Il n’est pas évident de réunir autant de profils dans une même formation. Comment fabriquez-vous un environnement pluridisciplinaire qui parvient à les mélanger?
C’est la pédagogie de l’atelier et la pratique du dessin qui permettent de convoquer cette mission commune. Pour initier au dessin ou à la connaissance des essences, nous offrons des cours-outils avec des encadrants aux étudiant·es qui en ont besoin. Certain·es découvrent le processus de projet et c’est parfois très difficile pour celles et ceux qui ont été formé·es à livrer des résultats, comme les géomètres. Mais tous doivent se montrer ouverts aux compétences des autres. Être jeunes, mais à l’écoute des autres visions disciplinaires.
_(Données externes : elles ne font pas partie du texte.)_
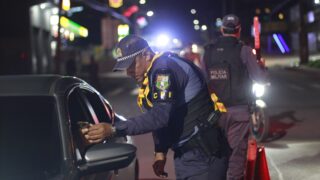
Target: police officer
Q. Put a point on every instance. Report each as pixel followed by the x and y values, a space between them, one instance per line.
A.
pixel 177 109
pixel 231 67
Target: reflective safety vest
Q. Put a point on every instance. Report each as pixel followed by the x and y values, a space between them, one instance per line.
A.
pixel 144 91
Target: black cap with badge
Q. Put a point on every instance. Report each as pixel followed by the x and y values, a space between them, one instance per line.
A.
pixel 127 49
pixel 231 23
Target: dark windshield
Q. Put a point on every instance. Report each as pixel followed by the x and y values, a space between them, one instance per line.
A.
pixel 29 138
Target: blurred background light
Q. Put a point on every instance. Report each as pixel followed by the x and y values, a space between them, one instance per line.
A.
pixel 150 13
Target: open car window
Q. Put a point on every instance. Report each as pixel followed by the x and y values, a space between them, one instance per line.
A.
pixel 86 106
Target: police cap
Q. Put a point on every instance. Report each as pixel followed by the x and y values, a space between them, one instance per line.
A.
pixel 127 49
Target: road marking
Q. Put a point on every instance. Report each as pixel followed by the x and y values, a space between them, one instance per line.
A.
pixel 116 92
pixel 280 176
pixel 315 86
pixel 293 86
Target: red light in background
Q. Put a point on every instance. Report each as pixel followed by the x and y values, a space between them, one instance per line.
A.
pixel 131 10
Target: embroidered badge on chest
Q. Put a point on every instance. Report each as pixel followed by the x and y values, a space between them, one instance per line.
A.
pixel 162 82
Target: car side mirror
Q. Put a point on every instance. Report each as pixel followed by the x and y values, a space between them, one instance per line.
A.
pixel 107 156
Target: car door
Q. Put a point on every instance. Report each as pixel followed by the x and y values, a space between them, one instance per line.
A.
pixel 85 105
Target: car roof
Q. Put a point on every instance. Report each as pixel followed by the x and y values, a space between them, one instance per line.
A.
pixel 40 85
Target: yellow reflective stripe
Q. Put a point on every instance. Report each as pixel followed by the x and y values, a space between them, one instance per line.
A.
pixel 145 89
pixel 218 105
pixel 214 97
pixel 221 107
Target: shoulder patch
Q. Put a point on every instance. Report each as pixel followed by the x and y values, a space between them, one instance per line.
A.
pixel 162 81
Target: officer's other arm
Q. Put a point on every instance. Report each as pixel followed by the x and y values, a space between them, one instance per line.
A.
pixel 256 73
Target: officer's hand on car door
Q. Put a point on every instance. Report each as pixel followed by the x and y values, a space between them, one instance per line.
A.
pixel 97 132
pixel 158 165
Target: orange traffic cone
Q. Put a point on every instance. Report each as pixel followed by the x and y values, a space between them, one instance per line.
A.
pixel 261 165
pixel 251 159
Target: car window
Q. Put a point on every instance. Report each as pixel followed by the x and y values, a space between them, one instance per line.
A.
pixel 86 106
pixel 30 146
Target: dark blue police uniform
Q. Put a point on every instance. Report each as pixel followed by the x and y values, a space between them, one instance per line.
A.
pixel 177 104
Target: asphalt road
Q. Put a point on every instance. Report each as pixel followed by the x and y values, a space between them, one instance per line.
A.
pixel 293 146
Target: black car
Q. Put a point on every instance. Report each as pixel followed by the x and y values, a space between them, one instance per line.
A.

Une ancienne étudiante m’a dit qu’elle avait appris à travailler collectivement et qu’aujourd’hui elle voit immédiatement les gens qui en sont incapables.
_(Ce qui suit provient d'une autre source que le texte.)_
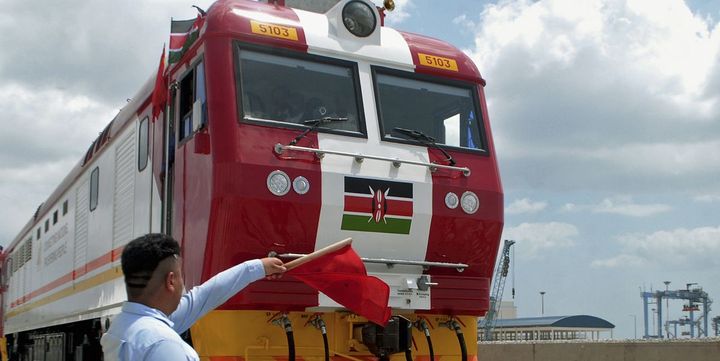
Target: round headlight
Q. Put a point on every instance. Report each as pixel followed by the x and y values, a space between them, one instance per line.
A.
pixel 451 200
pixel 359 18
pixel 469 202
pixel 278 183
pixel 301 185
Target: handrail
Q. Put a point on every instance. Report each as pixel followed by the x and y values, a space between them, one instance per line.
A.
pixel 359 157
pixel 391 262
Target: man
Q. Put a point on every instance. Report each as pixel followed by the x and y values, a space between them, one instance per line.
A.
pixel 158 309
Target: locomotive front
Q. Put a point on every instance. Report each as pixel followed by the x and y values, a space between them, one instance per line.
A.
pixel 324 125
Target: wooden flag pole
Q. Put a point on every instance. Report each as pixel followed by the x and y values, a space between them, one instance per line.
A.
pixel 319 253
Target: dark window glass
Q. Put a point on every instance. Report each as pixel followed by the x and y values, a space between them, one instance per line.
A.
pixel 290 90
pixel 143 145
pixel 445 112
pixel 187 97
pixel 29 249
pixel 201 93
pixel 94 188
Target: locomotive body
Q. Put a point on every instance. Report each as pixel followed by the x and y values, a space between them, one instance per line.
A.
pixel 285 132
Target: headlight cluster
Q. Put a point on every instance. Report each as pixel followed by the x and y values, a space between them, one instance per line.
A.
pixel 469 201
pixel 279 184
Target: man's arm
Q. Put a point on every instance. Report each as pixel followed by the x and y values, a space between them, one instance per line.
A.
pixel 211 294
pixel 168 350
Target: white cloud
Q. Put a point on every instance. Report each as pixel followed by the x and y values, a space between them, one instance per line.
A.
pixel 465 22
pixel 695 248
pixel 525 205
pixel 602 95
pixel 534 238
pixel 623 260
pixel 622 205
pixel 45 133
pixel 707 198
pixel 626 207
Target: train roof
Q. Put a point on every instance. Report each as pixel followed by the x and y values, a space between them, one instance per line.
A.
pixel 325 34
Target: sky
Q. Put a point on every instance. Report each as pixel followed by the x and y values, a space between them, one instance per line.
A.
pixel 605 116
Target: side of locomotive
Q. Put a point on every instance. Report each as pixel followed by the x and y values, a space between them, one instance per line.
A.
pixel 61 277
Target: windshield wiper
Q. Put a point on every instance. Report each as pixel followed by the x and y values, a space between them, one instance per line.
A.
pixel 314 124
pixel 425 139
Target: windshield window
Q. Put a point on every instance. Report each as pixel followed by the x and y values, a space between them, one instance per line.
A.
pixel 445 112
pixel 290 90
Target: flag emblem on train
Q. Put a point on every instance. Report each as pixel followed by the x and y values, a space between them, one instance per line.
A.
pixel 373 205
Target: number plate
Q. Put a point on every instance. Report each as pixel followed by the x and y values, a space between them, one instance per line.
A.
pixel 276 31
pixel 437 62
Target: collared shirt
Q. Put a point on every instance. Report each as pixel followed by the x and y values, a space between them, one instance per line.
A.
pixel 142 333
À quelle profession exactement formez-vous?
Nous revendiquons le terme «architectes du paysage» proposé jadis par Frederick Law Olmsted, une discipline qui a plusieurs siècles. Nos étudiant·es ont un Bachelor of Science, pas of Arts, ils ont un titre d’ingénieur. Jadis on distinguait le «génie rural», du «génie civil» et du «génie naturel», donc l’ingénierie qui comprend la façon dont les éléments fonctionnent et s’articulent entre eux. J’aime ce terme, car il aide à faire comprendre que les dynamiques du vivant se respectent puis s’accompagnent; le vivant aussi, ça se fabrique.

Comment se déroulent concrètement vos enseignements dans le Bachelor et dans le Master, sur site?
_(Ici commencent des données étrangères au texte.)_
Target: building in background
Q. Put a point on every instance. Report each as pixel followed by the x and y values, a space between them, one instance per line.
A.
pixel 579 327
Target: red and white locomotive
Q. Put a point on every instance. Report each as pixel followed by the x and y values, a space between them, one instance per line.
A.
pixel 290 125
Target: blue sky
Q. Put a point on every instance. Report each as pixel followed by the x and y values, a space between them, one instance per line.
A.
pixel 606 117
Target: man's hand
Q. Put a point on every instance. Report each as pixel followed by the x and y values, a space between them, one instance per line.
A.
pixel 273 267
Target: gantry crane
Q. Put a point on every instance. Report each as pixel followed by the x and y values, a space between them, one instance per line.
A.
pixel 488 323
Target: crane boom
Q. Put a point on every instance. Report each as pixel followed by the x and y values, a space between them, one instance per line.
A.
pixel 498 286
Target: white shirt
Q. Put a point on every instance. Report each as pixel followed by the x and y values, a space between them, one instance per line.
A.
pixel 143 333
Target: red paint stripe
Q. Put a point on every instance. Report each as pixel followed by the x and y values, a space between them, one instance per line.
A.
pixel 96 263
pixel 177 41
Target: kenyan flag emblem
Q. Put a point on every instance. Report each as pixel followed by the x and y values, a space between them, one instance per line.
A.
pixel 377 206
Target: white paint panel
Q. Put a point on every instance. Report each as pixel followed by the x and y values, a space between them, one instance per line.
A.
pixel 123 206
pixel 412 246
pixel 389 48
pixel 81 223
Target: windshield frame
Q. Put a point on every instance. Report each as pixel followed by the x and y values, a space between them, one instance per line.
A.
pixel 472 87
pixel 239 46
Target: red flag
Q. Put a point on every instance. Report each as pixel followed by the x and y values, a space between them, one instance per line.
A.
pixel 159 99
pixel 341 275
Nous soutenons une «approche par compétence», un projet intégré: tous les cours seront subordonnés à l’atelier de projet, y compris ceux d’histoire et de théorie. Dès lors, nous n’avons pratiquement plus de cours généraux, et nous faisons plutôt intervenir des spécialistes en lien avec chaque site et ses problématiques. Chaque projet de semestre porte sur un site véritable, avec des contraintes réelles, et en partenariat avec une commune, une association, ou une institution qui ont une vraie problématique à gérer (mais tout en gardant une certaine liberté pédagogique). Le multiscalaire – de la placette, du jardin au quartier – est présent depuis le Bachelor, puis le Master travaille à l’échelle territoriale et régionale. Autant que possible, nous allons sur le terrain, rencontrons les acteurs concernés. Seules les questions logistiques nous empêchent de faire tous les jours «l’école buissonnière». L’école du paysage, c’est l’école du dehors et du vivant.

Quelle est la posture des enseignant·es dans le cadre de cette approche par projet?
Les enseignant·es doivent adapter leur enseignement à chaque projet, ce qui est assez exigeant. Mais ce qui est au cœur, c’est l’étudiant·e, pas l’enseignant·e: on veut faire naître sa vision. Donc il faut l’accompagner, sans qu’il ou elle s’en rende compte. Les enseignant·es sont d’accord avec cette approche et disent rarement «regardez comment je fais». J’ai suivi l’enseignement de Gilles Clément, qui, justement, savait ne pas «faire école» (alors qu’en réalité, il l’a fait!), ne pas signer un projet, «faire œuvre». Quand on est confronté au vivant, cela n’a pas de sens.

Parvenez-vous à diffuser la pensée paysagère dans d’autres contextes?
Avec ma collègue Anne Sgard (professeure à l’UNIGE), nous menons un projet de recherche sur la didactique du paysage et pensons que c’est un sujet qui devrait être enseigné dès l’école secondaire. Nous sommes convaincues que le paysage est une chance de former de meilleur·es citoyen·nes, car il porte sur trois axes, qui concernent tout le monde: le sensible, le politique et la complexité. Le paysage est fédérateur.